# Engineering statics questions

• Mdhiggenz

## Homework Statement

Hello everyone,

I have a few questions regarding the problem below.

1. I did the process for solving γ correct however I took the 60° angle instead of the 120° angle. The below solution states that γ>90°. Why must is be greater, than 90°, and when would it have been smaller?

2. I got a big confused when solving for the projected portion of the triangle. What I did initially was solve for the hypotenuse of the projection which I thought would be

F'=450sin(45°), and just use that F' to find the x, and y components, however that was completely wrong it seems.

## Homework Statement

Hello everyone,

I have a few questions regarding the problem below.

1. I did the process for solving γ correct however I took the 60° angle instead of the 120° angle. The below solution states that γ>90°. Why must is be greater, than 90°, and when would it have been smaller?
Where is γ measured from?
If F2 pointing above pr below the x-y plane?

2. I got a big confused when solving for the projected portion of the triangle. What I did initially was solve for the hypotenuse of the projection which I thought would be

F'=450sin(45°), and just use that F' to find the x, and y components, however that was completely wrong it seems.
F1 forms the hypotenuse of a 45deg triangle, Is this the one you mean?

How did you get the x and y components from there?

Note: the angles are very friendly.
i.e. sin(45)=cos(45)=1/√2, sin(30)=cos(30)=1/2, etc.

-------------------------

[*] except it's the cosine - doesn't matter to the result though.
Does matter for the next results.

Last edited:
γ is measured from the z axis to F2. It seems that F2 is below the xy plane.
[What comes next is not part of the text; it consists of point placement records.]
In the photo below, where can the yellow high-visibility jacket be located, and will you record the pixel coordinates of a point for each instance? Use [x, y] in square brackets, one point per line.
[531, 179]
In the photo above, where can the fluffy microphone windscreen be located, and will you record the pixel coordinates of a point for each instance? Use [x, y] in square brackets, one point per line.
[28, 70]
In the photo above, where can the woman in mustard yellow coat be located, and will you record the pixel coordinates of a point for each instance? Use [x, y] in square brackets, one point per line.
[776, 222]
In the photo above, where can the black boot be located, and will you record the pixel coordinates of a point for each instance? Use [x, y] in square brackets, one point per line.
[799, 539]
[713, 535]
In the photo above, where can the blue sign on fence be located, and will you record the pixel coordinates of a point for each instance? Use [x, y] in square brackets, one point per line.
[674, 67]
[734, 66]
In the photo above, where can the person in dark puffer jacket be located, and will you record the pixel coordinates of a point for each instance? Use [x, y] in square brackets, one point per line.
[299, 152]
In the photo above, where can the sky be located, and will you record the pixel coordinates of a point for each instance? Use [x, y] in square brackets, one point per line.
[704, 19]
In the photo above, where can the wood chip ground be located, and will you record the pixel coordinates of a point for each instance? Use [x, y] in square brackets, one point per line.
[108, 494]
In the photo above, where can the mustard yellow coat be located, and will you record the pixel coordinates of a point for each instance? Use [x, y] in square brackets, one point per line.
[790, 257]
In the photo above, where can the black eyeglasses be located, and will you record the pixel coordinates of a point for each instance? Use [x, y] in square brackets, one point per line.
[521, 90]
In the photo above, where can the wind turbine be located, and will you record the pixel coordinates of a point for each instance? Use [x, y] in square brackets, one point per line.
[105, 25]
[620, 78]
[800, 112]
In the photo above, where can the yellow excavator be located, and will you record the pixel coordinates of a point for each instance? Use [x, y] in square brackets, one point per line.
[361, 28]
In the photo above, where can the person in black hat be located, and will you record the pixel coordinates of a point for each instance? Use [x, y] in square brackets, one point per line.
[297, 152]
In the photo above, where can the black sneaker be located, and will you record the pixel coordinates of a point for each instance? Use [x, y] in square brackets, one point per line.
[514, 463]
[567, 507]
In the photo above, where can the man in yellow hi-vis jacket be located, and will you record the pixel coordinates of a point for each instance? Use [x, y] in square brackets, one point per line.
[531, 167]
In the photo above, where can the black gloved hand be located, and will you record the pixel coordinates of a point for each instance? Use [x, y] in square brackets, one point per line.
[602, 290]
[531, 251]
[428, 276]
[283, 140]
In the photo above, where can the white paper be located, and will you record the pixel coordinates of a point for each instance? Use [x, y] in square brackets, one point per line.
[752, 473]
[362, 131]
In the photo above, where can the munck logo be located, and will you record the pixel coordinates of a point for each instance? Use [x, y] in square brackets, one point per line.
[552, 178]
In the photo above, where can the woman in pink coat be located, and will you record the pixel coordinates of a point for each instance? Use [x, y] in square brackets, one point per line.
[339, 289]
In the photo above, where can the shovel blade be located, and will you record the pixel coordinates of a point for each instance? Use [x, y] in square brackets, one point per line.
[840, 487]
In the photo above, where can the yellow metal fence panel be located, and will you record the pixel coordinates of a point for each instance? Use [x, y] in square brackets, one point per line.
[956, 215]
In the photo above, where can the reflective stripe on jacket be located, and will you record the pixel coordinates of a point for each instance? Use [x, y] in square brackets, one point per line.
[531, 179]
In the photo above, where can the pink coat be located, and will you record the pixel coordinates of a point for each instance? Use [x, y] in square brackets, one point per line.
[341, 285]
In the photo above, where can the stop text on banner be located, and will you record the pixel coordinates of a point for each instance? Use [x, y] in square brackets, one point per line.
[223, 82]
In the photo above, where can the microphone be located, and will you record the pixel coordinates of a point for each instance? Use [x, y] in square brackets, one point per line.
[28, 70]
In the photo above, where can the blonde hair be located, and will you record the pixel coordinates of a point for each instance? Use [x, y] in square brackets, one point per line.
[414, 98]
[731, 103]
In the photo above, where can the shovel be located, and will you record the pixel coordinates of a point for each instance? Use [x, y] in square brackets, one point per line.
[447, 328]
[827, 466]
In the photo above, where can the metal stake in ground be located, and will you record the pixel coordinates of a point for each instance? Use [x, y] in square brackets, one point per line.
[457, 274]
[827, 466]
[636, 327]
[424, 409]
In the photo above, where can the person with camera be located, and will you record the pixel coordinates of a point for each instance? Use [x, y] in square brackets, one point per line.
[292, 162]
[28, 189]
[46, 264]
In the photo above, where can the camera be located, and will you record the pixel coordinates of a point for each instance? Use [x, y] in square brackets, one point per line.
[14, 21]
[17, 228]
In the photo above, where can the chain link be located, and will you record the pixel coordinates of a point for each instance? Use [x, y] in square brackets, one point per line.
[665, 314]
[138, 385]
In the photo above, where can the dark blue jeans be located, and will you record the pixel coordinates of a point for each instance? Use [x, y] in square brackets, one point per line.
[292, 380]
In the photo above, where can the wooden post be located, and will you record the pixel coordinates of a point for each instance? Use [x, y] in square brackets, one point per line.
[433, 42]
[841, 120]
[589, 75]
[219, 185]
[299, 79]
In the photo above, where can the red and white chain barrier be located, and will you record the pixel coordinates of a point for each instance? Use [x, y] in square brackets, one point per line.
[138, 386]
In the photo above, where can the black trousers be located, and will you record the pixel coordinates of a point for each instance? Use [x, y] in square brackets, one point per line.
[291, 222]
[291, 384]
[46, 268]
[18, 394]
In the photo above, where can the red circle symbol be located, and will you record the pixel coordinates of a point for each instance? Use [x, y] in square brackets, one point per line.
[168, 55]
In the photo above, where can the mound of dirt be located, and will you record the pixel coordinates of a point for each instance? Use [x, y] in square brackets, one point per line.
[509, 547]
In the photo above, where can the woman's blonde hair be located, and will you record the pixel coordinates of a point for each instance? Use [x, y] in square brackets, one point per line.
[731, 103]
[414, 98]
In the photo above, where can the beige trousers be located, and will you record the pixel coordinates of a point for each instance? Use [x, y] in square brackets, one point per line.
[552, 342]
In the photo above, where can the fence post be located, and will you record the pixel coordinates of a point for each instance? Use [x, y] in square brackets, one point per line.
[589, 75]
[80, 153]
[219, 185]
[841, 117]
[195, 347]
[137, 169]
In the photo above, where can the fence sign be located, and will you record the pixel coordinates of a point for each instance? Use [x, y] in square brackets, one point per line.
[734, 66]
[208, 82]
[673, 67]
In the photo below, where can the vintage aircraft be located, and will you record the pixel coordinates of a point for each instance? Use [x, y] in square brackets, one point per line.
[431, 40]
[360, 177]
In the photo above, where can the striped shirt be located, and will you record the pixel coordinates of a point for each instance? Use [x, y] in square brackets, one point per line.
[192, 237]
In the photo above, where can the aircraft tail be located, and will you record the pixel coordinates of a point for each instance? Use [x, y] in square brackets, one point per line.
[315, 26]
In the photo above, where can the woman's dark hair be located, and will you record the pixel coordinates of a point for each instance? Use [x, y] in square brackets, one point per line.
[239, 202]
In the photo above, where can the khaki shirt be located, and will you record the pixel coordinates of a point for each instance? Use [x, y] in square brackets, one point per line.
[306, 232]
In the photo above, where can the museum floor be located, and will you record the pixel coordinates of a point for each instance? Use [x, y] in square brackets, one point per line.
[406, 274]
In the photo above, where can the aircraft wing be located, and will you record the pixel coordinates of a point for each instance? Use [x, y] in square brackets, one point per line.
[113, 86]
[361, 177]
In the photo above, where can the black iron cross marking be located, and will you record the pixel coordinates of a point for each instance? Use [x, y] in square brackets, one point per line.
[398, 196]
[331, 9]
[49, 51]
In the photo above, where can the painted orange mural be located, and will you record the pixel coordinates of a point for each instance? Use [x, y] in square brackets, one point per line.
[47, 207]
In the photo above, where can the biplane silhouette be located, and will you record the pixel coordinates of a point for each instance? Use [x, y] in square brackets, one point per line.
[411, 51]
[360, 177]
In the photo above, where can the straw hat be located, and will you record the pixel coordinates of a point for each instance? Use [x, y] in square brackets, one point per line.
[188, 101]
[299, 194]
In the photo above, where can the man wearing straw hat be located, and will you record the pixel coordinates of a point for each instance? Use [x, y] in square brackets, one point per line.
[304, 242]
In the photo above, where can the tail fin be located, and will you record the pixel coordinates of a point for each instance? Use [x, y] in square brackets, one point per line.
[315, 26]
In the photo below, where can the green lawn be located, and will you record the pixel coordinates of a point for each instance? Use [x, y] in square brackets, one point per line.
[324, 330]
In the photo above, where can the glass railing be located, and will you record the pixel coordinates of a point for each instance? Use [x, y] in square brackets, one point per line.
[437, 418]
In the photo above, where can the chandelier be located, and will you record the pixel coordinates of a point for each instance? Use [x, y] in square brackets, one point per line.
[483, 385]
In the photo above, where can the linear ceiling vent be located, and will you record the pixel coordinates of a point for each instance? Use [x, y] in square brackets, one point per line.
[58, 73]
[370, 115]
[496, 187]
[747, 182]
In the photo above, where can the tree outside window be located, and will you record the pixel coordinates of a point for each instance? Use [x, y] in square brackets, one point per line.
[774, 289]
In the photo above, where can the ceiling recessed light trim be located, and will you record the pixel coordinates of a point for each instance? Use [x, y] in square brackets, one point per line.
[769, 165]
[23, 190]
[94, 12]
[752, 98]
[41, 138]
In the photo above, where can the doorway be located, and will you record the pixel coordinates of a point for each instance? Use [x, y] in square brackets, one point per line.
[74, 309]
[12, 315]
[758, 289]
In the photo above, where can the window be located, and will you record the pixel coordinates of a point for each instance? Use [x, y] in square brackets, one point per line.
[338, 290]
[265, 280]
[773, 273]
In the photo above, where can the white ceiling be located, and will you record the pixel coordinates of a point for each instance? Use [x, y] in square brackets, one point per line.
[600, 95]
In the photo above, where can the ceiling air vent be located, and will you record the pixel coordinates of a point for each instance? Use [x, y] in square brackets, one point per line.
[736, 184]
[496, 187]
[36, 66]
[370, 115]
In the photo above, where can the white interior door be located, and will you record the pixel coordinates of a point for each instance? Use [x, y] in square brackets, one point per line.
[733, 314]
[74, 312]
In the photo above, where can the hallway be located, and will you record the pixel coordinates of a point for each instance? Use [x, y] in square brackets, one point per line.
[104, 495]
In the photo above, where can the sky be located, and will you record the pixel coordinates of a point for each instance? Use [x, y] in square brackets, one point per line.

For the projection what I mean was for the 30degree the way my mind analyzes it is that we get the x components of both triangles e.g 30 and 45 degree.

Which would mean that 450*cos(45) would be the x component for the 45 degree right triangle, and cos(30) would be for the 30 degree triangle.

Which would make the i comonent. 450*cos(45)cos(30), however the solution above has it as 450*cos(45) sin(30)

γ is measured from the z axis to F2. It seems that F2 is below the xy plane.
The below solution states that γ>90°. Why must is be greater, than 90°, and when would it have been smaller?

If F2 were exactly in the x-y plane, what would γ equal?
Since it is below the x-y plane, would γ be bigger or smaller than this value?

For the projection what I mean was for the 30degree the way my mind analyzes it is that we get the x components of both triangles e.g 30 and 45 degree.

Which would mean that 450*cos(45) would be the x component for the 45 degree right triangle, and cos(30) would be for the 30 degree triangle.

Which would make the i comonent. 450*cos(45)cos(30), however the solution above has it as 450*cos(45) sin(30)

Looks like you got the sines and cosines mixed up.
You got it right for if the 30deg angle was measured from the +x axis like normal - but it isn't.
It can help if you sketch the triangle out separately and label the sides before working out which is the adjacent and which the opposite sides.

Oh because since it is below the xy plane that would mean it would be in either quadrants 3 or 4, but would that mean it should be γ>180 not 90?. I do understand though that the max a triangle can be is 180 I just don't understand that relation.

For the projection of the 30 degree triangle I now see that it is on the yz plane. But still don't see how that would help me. Even if I labeled the sides, for example I know that cos(30) would be on the y-axis now. But I can't see how that is in any way related to the X axis.

Oh because since it is below the xy plane that would mean it would be in either quadrants 3 or 4, but would that mean it should be γ>180 not 90?. I do understand though that the max a triangle can be is 180 I just don't understand that relation.
Careful: ##\gamma## cannot be bigger than 180deg.

What is the angle between the z-axis and anywhere on the x-y plane?

For the projection of the 30 degree triangle I now see that it is on the yz plane.
It isn't. But the angle is to the y-axis in the x-y plane. The formula ##x=r\cos\theta## only works for when ##\theta## is measured from the x axis.

But still don't see how that would help me. Even if I labeled the sides, for example I know that cos(30) would be on the y-axis now. But I can't see how that is in any way related to the X axis.
If ##\cos(30)## is on the y axis, then what is the trig function that would be on the x axis?